Landgericht regt Vergleich an
Änderung des Biomineralwasser-Zeichens verlangt
Bei der mündlichen Anhörung der Klage der Zentrale zur Bekämpfung unlauteren Wettbewerbs gegen das erste Biomineralwasser BioKristall der Neumarkter Lammsbräu vor dem Landgericht Nürnberg-Fürth kritisierte der Richter eine zu große Ähnlichkeit des verwendeten Biomineralwasser-Zeichens mit dem noch gültigen staatlichen Bio-Siegel. Weiterhin fehlt dem Gericht ein genauer Hinweis auf den Etiketten, dass es sich bei Biomineralwasser um eine privatrechtliche Zertifizierung durch die Qualitätsgemeinschaft Biomineralwasser e.V. handelt, wie Franz Ehrnsperger, Inhaber der Brauerei, mitteilte. Außerdem muss die Verkehrsbezeichnung Natürliches Mineralwasser in die Etikettierung aufgenommen werden.
Die Zentrale zur Bekämpfung unlauteren Wettbewerbs und die Neumarkter Lammsbräu erklärten sich bereit, die vom Gericht geforderten Anpassungen im Rahmen eines Vergleichsvorschlages bis zum 15. Dezember zu formulieren. Wenn ein Vergleich gefunden ist, werden die Etiketten der Bio-Kristall-Produkte dann sukzessive umgestellt. Ab dem Zeitpunkt der Einigung würden dann drei Monate eingeräumt, so der richterliche Vorschlag, die Restetiketten aufzubrauchen. Bereits ausgelieferte Ware – das Wasser hat zwei Jahre Mindesthaltbarkeit – kann vollständig abverkauft werden.
Die derzeitige Deklaration des Biomineralwassers ist voll verkehrsfähig und war vom Richter nicht einen Augenblick in Zweifel gezogen. Das Wasser darf also uneingeschränkt verkauft werden. Die Qualitätskriterien und das Produkt Bio-Mineralwasser bleiben bestehen.
Der Handel wurde durch eine Pressemeldung irritiert, die mit „Kein Bio-Wasser mehr“ überschrieben war. Ein entsprechendes Urteil gibt es nicht. Das Verfahren wurde im Frühjahr auf Antrag der Zentrale zur Bekämpfung unlauteren Wettbewerbs eröffnet. Nach dem schriftlichen Vorverfahren gab es jetzt am 3. November die erste mündliche Anhörung vor dem Landgericht Nürnberg. Dass die Lebensmittelfachpresse den Eindruck erweckt, als sei ein Urteil gegen das Bio-Mineralwasser gefällt worden, mag ja noch angehen. Dass Teile der Bio-Fachpresse das fast wörtlich übernimmt und die Biobranche mit der Fehlinformation aufschreckt, lässt nachdenklich werden.

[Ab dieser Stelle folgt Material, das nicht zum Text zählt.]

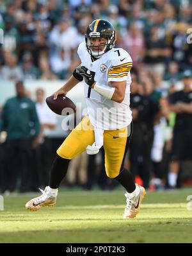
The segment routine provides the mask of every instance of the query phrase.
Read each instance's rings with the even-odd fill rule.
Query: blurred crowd
[[[66,79],[78,63],[77,47],[88,24],[109,20],[116,47],[132,56],[134,70],[178,80],[191,69],[191,0],[15,0],[0,1],[4,44],[1,79]]]
[[[116,47],[127,51],[133,60],[131,107],[134,132],[125,165],[131,170],[137,182],[143,183],[147,188],[175,187],[178,185],[180,161],[182,158],[192,158],[190,153],[181,155],[185,151],[184,146],[188,144],[180,143],[191,141],[192,144],[192,110],[189,106],[192,96],[192,44],[188,32],[192,28],[191,2],[0,0],[0,28],[4,31],[4,44],[0,44],[0,78],[15,81],[67,79],[79,65],[77,49],[84,40],[88,24],[98,18],[108,19],[116,31]],[[184,85],[179,94],[176,86],[178,81]],[[40,90],[38,93],[43,92]],[[184,103],[180,105],[179,109],[177,108],[175,105],[180,102]],[[28,104],[32,103],[28,101]],[[32,123],[36,123],[36,130],[33,127],[30,133],[33,130],[35,133],[39,134],[44,127],[42,124],[46,123],[35,121],[40,119],[41,115],[36,119],[33,115]],[[54,122],[49,123],[47,127],[45,125],[48,129],[53,129],[54,126]],[[179,137],[184,133],[183,131],[188,136],[186,138]],[[31,134],[27,138],[30,139],[28,141],[29,143],[31,137]],[[33,149],[42,145],[40,140],[38,143],[32,141]],[[50,147],[49,143],[50,141],[45,146],[47,150]],[[173,151],[173,144],[177,150]],[[20,142],[19,145],[20,146]],[[9,146],[13,148],[13,145]],[[16,151],[17,148],[15,146]],[[188,152],[190,148],[189,146]],[[35,162],[33,160],[34,157],[43,158],[44,153],[42,153],[41,157],[39,151],[38,153],[33,150],[33,158],[29,154],[33,164]],[[79,167],[81,169],[79,173],[79,183],[83,184],[84,187],[93,187],[96,182],[96,178],[93,177],[99,172],[99,176],[96,176],[100,187],[113,188],[115,182],[109,182],[104,171],[100,171],[104,168],[103,152],[99,157],[84,156],[77,162],[72,162],[70,166],[72,171],[68,175],[68,184],[76,183],[76,172]],[[13,165],[11,157],[7,161]],[[97,161],[100,163],[100,171],[97,171],[97,165],[93,164]],[[26,164],[24,162],[24,166]],[[1,163],[0,159],[0,165]],[[36,161],[35,164],[40,165],[40,160]],[[49,164],[41,164],[45,167]],[[93,166],[95,166],[95,170]],[[24,183],[28,173],[24,175]],[[34,175],[35,180],[35,175]],[[40,180],[40,185],[44,183],[45,185],[46,181]],[[2,190],[13,191],[12,187]],[[29,189],[29,187],[22,187],[21,183],[20,192]]]

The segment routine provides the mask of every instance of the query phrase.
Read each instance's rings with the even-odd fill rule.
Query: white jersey
[[[84,42],[79,44],[77,53],[81,65],[95,72],[94,80],[100,85],[111,86],[110,81],[127,81],[125,98],[121,103],[102,96],[84,82],[88,114],[92,124],[96,128],[106,130],[127,126],[132,121],[129,105],[130,69],[132,62],[129,54],[122,48],[112,48],[92,62]]]

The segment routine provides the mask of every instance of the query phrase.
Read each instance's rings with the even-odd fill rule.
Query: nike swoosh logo
[[[37,206],[37,205],[40,205],[41,203],[44,203],[45,201],[42,201],[41,203],[33,203],[33,206]]]
[[[136,205],[136,206],[134,207],[134,208],[136,208],[136,209],[137,209],[138,208],[138,207],[139,207],[140,201],[140,198],[139,198],[139,200],[138,200],[138,204]]]

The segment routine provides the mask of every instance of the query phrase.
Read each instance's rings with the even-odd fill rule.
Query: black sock
[[[63,158],[56,154],[52,164],[49,186],[52,189],[58,189],[63,178],[67,174],[70,159]]]
[[[131,193],[136,189],[133,176],[131,172],[124,168],[120,174],[115,178],[126,189],[128,193]]]

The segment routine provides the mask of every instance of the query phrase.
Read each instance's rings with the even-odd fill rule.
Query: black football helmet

Hinter der Klage der Zentrale zur Bekämpfung unlauteren Wettbewerbs steht der Verband Deutscher Mineralbrunnen in Bonn, der offensichtlich verhindern möchte, dass sich private Richtlinien zu einem goldenen Standard entwickeln können.
Am Anfang einer wirtschaftlichen Entwicklung steht meist eine private Initiative. Die Vorschriften zum Bio-Bier in der EU-Ökoverordnung entsprechen im wesentlichen den älteren privaten Regeln, die Pionier Neumarkter Lammsbräu zum großen Teil erarbeitet hat. Selbst die Bio-Verordnungen kam erst lange nach dem Inverkehrbringen von Bioprodukten und dem Aufkommen von Bioläden. Bio-Fleisch und auch Bio-Fisch wurden viele Jahre angeboten ohne Berücksichtigung in der Bio-Verordnung , die zuvor nur auf pflanzliche Produkte Anwendung fand.
Worin die Ähnlichkeit des Biomineralwasser-Zeichens zum staatlichen Bio-Siegel liegen soll, ist unerfindlich. Die Form, hier ein an den Ecken abgerundetes Quadrat in blauer Farbe, dort ein in Grün gehaltenes Sechseck, ist nicht in Gefahr, verwechselt zu werden. Allenfalls die Tatsache, dass beide Zeichen den Begriff Bio hervorheben, weist Parallelen auf.